Can You Get Carbon Monoxide Poisoning from Sitting in a Snowed-In Car?

Be sure to clear the exhaust pipe before running your car after a snowstorm.

  • Published 14 February 2019

Claim

Sitting inside a running, snowed-in car can result in carbon monoxide poisoning.

Origin

Many motorists are aware of dangers of carbon monoxide poisoning resulting of running a car engine inside an enclosed space such as a garage with a lowered door. But with extremely cold weather afoot in many parts of the U.S., a Reddit user on 12 February 2019 sought to warn about another danger: sitting inside a snowed-in car parked outdoors with the engine running. “Just a reminder that if you haven’t moved your car since Saturday and you’re parked outside, make sure your exhaust is clear before warming up your car,” was the advice.

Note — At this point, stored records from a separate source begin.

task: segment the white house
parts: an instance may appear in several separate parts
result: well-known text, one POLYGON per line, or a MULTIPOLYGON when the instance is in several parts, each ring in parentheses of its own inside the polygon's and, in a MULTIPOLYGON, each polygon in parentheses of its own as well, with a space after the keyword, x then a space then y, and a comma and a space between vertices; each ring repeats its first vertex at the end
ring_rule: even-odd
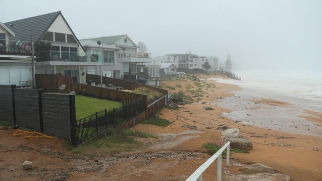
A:
POLYGON ((101 75, 102 73, 103 76, 121 79, 123 64, 117 58, 117 51, 120 48, 91 40, 80 40, 80 42, 88 61, 101 63, 100 65, 88 66, 88 74, 101 75))
POLYGON ((10 40, 49 42, 48 49, 35 48, 36 74, 60 74, 85 83, 86 66, 99 65, 88 61, 83 47, 60 11, 4 23, 15 32, 10 40))
POLYGON ((31 43, 9 39, 15 36, 0 22, 0 85, 31 86, 31 43))
MULTIPOLYGON (((139 46, 127 35, 83 39, 82 41, 88 40, 96 42, 99 41, 101 43, 112 45, 120 48, 117 52, 116 58, 123 64, 121 72, 123 72, 125 79, 130 78, 136 79, 138 73, 137 65, 144 63, 151 63, 151 54, 138 51, 139 46)), ((97 69, 97 73, 98 71, 97 69)))

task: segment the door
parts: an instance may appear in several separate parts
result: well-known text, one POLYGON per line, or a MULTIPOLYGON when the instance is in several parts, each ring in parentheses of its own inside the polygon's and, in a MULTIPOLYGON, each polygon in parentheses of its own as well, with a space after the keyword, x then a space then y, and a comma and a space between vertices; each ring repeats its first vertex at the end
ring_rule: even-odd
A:
POLYGON ((64 71, 65 76, 69 77, 72 78, 74 82, 78 83, 77 77, 78 77, 78 70, 65 70, 64 71))

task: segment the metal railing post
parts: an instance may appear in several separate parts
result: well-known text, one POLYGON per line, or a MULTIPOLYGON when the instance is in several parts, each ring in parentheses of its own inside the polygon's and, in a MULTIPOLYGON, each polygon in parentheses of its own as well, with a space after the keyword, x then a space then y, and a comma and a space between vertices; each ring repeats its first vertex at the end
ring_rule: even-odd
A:
POLYGON ((227 146, 227 156, 226 156, 226 166, 229 166, 229 154, 230 153, 230 145, 227 146))
POLYGON ((221 156, 222 153, 217 158, 217 181, 221 181, 221 156))

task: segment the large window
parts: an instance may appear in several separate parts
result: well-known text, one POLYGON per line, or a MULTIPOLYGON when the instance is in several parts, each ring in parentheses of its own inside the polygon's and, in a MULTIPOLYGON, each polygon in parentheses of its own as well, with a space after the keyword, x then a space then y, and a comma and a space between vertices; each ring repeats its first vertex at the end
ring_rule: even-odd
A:
POLYGON ((67 34, 67 42, 68 43, 74 43, 75 44, 77 43, 77 42, 74 38, 73 35, 67 34))
POLYGON ((114 51, 104 51, 104 63, 115 63, 114 51))
POLYGON ((54 41, 54 32, 47 32, 43 37, 42 40, 54 41))
POLYGON ((55 42, 66 42, 66 34, 55 32, 55 42))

A vehicle’s exhaust system serves the dual purposes of carrying away carbon monoxide and other harmful gases resulting from combustion and of muffling noise produced by the engine, according to safety literature published by the American Automobile Association (AAA). The former purpose can be rendered less effective if something is obstructing a vehicle’s tailpipe.

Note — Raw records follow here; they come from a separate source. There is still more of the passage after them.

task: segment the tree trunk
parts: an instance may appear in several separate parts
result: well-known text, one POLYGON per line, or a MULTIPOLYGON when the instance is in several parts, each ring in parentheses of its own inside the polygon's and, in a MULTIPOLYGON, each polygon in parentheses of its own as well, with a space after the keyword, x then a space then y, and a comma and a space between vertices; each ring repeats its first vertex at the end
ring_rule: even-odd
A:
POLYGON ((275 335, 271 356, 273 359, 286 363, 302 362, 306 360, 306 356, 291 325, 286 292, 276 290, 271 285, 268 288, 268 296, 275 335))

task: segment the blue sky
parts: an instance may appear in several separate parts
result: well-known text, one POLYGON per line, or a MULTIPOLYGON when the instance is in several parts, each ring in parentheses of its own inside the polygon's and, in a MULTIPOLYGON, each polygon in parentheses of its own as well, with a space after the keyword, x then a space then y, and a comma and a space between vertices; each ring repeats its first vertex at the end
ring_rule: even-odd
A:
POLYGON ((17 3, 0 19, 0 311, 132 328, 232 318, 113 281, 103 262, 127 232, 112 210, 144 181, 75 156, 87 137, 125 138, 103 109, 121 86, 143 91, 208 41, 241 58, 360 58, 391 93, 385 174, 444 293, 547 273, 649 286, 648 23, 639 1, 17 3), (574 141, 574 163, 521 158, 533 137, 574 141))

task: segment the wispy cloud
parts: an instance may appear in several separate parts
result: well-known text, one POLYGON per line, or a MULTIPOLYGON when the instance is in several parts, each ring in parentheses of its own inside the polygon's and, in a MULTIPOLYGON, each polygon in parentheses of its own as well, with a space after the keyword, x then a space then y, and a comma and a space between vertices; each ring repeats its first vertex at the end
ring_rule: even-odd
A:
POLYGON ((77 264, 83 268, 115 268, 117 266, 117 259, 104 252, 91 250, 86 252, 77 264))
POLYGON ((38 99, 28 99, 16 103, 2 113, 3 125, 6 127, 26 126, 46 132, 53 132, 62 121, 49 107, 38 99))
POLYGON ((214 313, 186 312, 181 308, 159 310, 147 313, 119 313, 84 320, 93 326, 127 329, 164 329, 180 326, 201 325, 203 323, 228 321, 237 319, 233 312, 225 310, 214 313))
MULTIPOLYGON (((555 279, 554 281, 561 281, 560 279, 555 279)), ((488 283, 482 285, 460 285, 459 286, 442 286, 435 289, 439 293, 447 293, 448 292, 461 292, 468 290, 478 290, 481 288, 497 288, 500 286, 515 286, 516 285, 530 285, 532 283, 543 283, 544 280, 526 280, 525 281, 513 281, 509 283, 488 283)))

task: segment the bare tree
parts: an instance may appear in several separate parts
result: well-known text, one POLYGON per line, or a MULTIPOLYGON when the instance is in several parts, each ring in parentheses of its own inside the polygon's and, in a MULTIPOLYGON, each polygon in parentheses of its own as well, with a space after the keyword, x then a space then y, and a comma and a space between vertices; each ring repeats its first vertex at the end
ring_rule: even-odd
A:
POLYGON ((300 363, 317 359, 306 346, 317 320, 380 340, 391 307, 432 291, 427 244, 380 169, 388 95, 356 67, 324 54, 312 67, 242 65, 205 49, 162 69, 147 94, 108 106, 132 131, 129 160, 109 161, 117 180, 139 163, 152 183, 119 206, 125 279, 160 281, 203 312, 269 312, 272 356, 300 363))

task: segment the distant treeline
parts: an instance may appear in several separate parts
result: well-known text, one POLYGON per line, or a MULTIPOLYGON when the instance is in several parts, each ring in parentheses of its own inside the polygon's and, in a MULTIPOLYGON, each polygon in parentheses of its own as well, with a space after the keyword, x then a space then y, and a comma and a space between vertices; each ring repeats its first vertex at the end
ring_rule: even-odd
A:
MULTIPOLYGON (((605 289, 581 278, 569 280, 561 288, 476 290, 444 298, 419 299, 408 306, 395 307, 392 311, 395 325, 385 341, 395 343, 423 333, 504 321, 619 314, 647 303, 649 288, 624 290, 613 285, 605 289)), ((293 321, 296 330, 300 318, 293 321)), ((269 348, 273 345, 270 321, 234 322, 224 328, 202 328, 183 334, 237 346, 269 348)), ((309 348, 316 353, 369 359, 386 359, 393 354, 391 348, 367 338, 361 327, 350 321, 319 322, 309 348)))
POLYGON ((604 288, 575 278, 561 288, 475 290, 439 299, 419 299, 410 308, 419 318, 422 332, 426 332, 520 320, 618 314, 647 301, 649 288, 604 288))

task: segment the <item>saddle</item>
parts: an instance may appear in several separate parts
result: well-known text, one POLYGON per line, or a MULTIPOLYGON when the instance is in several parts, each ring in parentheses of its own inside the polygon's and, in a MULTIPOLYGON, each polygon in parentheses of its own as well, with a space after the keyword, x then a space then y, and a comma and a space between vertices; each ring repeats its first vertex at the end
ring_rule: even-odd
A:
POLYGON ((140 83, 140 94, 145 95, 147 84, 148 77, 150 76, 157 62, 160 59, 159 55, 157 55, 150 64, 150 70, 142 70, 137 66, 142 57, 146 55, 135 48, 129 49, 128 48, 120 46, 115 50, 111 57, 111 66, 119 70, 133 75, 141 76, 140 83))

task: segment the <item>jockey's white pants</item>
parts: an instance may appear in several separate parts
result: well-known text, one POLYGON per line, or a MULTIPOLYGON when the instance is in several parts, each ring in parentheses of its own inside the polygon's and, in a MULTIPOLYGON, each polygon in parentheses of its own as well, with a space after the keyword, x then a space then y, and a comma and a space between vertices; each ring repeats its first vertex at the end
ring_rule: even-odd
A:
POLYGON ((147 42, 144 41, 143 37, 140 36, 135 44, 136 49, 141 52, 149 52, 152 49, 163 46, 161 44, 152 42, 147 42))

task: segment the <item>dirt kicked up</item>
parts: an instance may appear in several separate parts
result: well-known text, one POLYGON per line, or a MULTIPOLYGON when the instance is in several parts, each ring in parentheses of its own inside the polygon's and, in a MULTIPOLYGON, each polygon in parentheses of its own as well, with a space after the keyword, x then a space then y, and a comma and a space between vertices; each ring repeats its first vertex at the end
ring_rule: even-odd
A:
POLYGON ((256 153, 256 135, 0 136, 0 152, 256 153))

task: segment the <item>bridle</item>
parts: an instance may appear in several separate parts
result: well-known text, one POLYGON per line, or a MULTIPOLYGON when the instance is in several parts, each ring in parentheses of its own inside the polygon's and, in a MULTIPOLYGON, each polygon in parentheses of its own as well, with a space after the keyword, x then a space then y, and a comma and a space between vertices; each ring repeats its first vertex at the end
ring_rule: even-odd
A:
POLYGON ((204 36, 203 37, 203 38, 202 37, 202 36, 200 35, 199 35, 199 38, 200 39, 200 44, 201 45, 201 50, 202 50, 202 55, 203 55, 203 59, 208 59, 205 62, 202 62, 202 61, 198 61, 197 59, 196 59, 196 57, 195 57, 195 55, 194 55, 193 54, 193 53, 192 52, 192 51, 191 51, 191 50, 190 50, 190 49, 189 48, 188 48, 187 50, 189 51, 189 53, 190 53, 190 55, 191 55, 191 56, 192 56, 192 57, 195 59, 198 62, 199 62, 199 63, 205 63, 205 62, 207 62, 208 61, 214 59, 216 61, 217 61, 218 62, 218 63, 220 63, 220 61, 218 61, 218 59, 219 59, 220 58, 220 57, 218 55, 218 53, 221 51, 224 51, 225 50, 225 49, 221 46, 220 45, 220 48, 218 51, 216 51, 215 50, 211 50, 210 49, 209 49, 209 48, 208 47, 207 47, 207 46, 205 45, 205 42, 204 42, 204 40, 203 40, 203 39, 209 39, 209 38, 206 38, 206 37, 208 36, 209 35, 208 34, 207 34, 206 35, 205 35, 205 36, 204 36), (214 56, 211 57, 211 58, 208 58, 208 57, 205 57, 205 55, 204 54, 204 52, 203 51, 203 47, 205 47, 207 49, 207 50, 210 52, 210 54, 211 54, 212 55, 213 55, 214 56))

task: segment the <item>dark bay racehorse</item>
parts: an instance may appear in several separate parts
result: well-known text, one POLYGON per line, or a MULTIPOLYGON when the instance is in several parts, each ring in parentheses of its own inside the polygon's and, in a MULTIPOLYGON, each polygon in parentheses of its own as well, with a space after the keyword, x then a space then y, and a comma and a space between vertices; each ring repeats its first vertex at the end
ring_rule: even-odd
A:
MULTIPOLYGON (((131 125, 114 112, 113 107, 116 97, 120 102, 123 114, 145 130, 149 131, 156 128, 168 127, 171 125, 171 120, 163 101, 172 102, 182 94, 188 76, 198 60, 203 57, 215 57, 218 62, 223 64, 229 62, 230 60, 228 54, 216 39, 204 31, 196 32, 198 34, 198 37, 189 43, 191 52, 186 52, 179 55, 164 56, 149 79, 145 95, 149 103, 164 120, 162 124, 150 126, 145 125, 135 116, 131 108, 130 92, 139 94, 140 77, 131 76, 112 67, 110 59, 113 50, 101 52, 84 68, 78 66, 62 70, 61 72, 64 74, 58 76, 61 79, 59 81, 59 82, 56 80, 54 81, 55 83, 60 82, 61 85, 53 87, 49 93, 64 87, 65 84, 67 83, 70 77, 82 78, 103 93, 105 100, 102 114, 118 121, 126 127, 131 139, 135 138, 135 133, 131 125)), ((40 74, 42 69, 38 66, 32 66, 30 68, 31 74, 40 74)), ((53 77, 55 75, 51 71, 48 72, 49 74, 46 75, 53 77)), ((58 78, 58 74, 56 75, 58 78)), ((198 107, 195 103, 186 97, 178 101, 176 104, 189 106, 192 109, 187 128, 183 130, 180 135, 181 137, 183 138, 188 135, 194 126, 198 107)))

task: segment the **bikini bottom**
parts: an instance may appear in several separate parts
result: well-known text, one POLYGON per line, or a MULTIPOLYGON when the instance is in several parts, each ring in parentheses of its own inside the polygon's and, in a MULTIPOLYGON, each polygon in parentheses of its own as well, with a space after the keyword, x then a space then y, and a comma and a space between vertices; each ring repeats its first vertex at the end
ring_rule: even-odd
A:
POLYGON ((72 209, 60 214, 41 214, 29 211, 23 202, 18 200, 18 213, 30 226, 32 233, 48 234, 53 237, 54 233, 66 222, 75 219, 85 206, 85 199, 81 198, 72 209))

“Carbon monoxide is odorless, very hard to detect, and it can quickly cause death. If your car is stuck in the snow and you have the engine running, open a window slightly and clear snow away from the exhaust pipe,” motorists are advised when weather conditions bring immobilizing amounts of snowfall.

If you must run your vehicle, the National Highway Traffic Safety Administration cautions, “clear the exhaust pipe of any snow and run it only sporadically — just long enough to stay warm.”

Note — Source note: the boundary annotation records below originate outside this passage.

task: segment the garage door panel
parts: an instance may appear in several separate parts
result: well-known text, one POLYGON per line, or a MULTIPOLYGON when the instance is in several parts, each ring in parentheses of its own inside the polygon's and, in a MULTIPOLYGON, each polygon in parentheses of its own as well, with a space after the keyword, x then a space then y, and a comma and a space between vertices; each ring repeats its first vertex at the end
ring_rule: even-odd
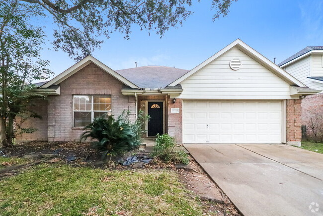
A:
POLYGON ((281 102, 184 101, 183 113, 184 143, 281 143, 281 102))

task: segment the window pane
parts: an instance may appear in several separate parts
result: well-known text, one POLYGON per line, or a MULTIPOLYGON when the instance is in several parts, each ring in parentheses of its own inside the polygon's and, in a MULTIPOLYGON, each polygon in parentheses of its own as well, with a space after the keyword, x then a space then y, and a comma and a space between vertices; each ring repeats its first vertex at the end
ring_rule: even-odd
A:
POLYGON ((108 119, 109 115, 111 115, 111 112, 93 112, 93 117, 103 116, 105 119, 108 119))
POLYGON ((91 96, 86 95, 73 96, 74 110, 90 111, 92 109, 91 99, 91 96))
POLYGON ((79 110, 80 109, 80 104, 74 104, 74 110, 79 110))
POLYGON ((93 96, 93 110, 108 111, 111 110, 111 96, 95 95, 93 96))
MULTIPOLYGON (((94 100, 95 101, 95 100, 94 100)), ((95 110, 99 110, 99 104, 93 104, 93 109, 95 110)))
POLYGON ((74 126, 84 127, 91 123, 91 112, 74 112, 74 126))

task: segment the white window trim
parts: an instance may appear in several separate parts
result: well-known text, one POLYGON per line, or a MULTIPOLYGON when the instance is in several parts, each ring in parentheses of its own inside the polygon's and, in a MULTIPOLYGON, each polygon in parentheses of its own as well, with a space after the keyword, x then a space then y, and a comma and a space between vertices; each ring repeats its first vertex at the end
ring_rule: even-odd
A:
POLYGON ((72 108, 72 127, 74 128, 82 128, 84 127, 84 126, 80 126, 80 127, 77 127, 74 126, 74 112, 91 112, 91 122, 93 122, 93 120, 94 119, 94 112, 102 112, 102 113, 105 113, 105 112, 111 112, 112 111, 112 97, 111 95, 74 95, 72 96, 72 103, 73 103, 73 108, 72 108), (110 96, 110 98, 111 99, 111 108, 109 110, 93 110, 94 108, 94 102, 93 102, 93 99, 94 99, 94 96, 110 96), (91 110, 74 110, 74 96, 88 96, 88 97, 91 97, 91 110))

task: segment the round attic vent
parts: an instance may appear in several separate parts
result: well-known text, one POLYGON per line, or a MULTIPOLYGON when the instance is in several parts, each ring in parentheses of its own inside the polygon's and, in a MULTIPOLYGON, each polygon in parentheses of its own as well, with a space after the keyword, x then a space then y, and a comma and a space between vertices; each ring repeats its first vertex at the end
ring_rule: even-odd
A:
POLYGON ((238 59, 233 59, 230 61, 229 65, 232 70, 236 71, 240 69, 241 67, 241 61, 238 59))

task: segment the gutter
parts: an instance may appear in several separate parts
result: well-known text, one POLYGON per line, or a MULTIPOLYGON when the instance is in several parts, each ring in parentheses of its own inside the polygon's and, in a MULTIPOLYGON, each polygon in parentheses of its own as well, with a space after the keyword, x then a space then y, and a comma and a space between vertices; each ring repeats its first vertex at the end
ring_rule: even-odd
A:
POLYGON ((290 61, 286 62, 286 63, 284 64, 283 65, 281 65, 281 66, 279 66, 281 68, 284 68, 285 67, 286 67, 291 64, 293 63, 293 62, 295 62, 297 61, 298 61, 300 59, 302 59, 302 58, 304 58, 305 57, 306 57, 308 55, 311 55, 312 53, 323 53, 323 50, 311 50, 309 51, 309 52, 304 53, 304 54, 302 55, 301 56, 300 56, 297 58, 295 58, 294 59, 292 59, 290 61))
POLYGON ((158 89, 155 90, 137 90, 137 89, 121 89, 121 93, 124 96, 154 95, 168 95, 179 96, 183 92, 183 89, 158 89))
POLYGON ((36 89, 35 92, 46 95, 61 95, 61 87, 58 86, 56 88, 36 89))
POLYGON ((300 88, 296 86, 290 86, 291 96, 305 96, 310 95, 315 95, 322 92, 322 90, 308 88, 300 88))

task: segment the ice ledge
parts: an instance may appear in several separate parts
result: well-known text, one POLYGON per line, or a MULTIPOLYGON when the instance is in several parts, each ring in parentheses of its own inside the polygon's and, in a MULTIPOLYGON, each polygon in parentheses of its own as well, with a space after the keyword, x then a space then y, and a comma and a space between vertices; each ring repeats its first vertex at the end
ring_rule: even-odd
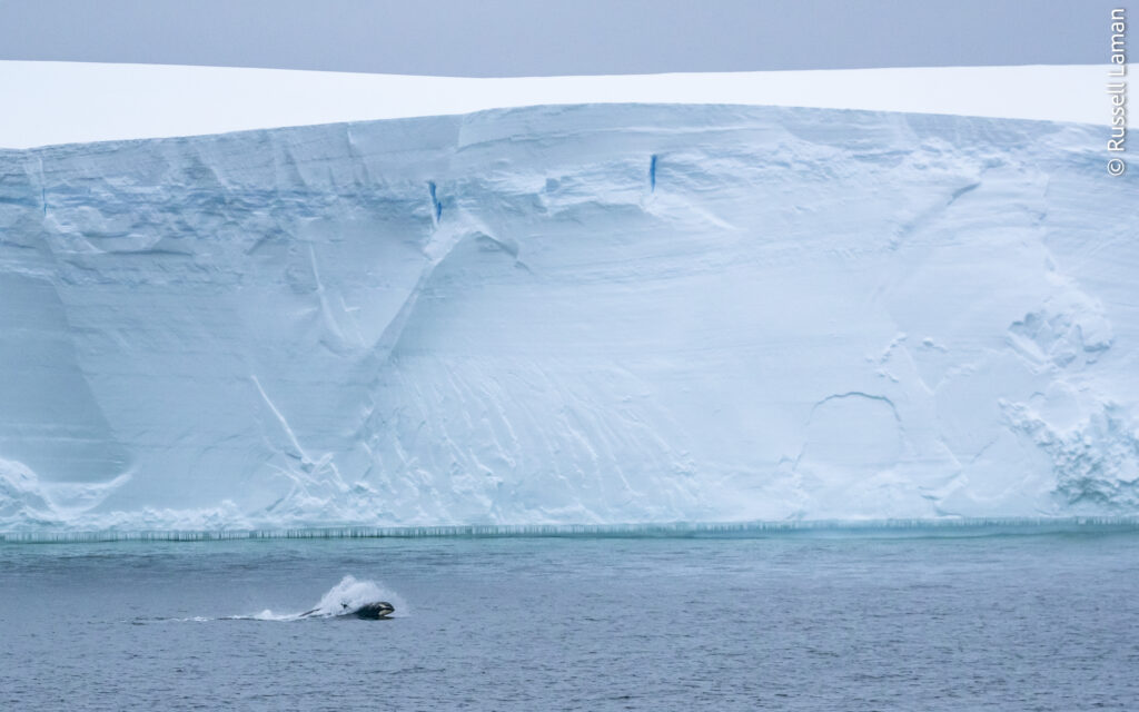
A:
POLYGON ((790 535, 997 537, 1009 534, 1139 531, 1139 517, 964 517, 942 519, 805 519, 781 522, 673 522, 663 524, 470 524, 454 526, 342 526, 270 530, 27 531, 0 532, 6 543, 114 541, 239 541, 245 539, 424 538, 767 538, 790 535))
MULTIPOLYGON (((1133 67, 1134 65, 1132 65, 1133 67)), ((743 104, 1107 125, 1106 65, 468 79, 0 62, 0 147, 167 138, 558 104, 743 104), (76 112, 82 121, 75 121, 76 112)))

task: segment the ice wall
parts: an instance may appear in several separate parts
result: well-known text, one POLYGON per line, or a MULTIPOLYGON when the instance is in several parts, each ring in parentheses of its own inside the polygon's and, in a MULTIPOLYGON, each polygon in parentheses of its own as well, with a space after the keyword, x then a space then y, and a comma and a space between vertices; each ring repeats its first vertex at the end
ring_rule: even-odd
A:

Carbon monoxide can fill up a small enclosed space (such as the passenger compartment of a car) quickly and render persons unconscious before they realize the danger. This hazard was demonstrated tragically in 2016 when 23-year-old New Jersey mother Sashalynn Rosa and her two small children died sitting in a running car trying to keep warm as the children’s father worked to clear snow from around the vehicle, as television station WABC reported at the time:

“It’s hard to lose them like that,” says boy’s grandfather, Felix Bonilla.

His son, Felix Bonilla, Jr. had been digging out the family’s car while his girlfriend and their two children sat inside to stay warm. With the car’s engine on, and its tail pipe clogged by snow, the odorless, invisible gas seeped into the car in minutes, killing the mother and her baby boy. The little girl also unconscious, was kept alive by paramedics and a bystander who was not afraid to get involved. …

Police say the tragedy is a reminder to people to make sure their tailpipes are free and clear because it doesn’t take long for cars to fill up with carbon monoxide.

Rosa’s daughter also passed away at a regional hospital soon afterwards.

In the wake of these deaths, WABC visited the Maplewood Fire Department in New Jersey to conduct an informal experiment showing just how quickly the passenger compartment of a car buried in snow could fill up with carbon monoxide gas. It took only 1 minute and 24 seconds for levels to spike to dangerous levels inside the running vehicle.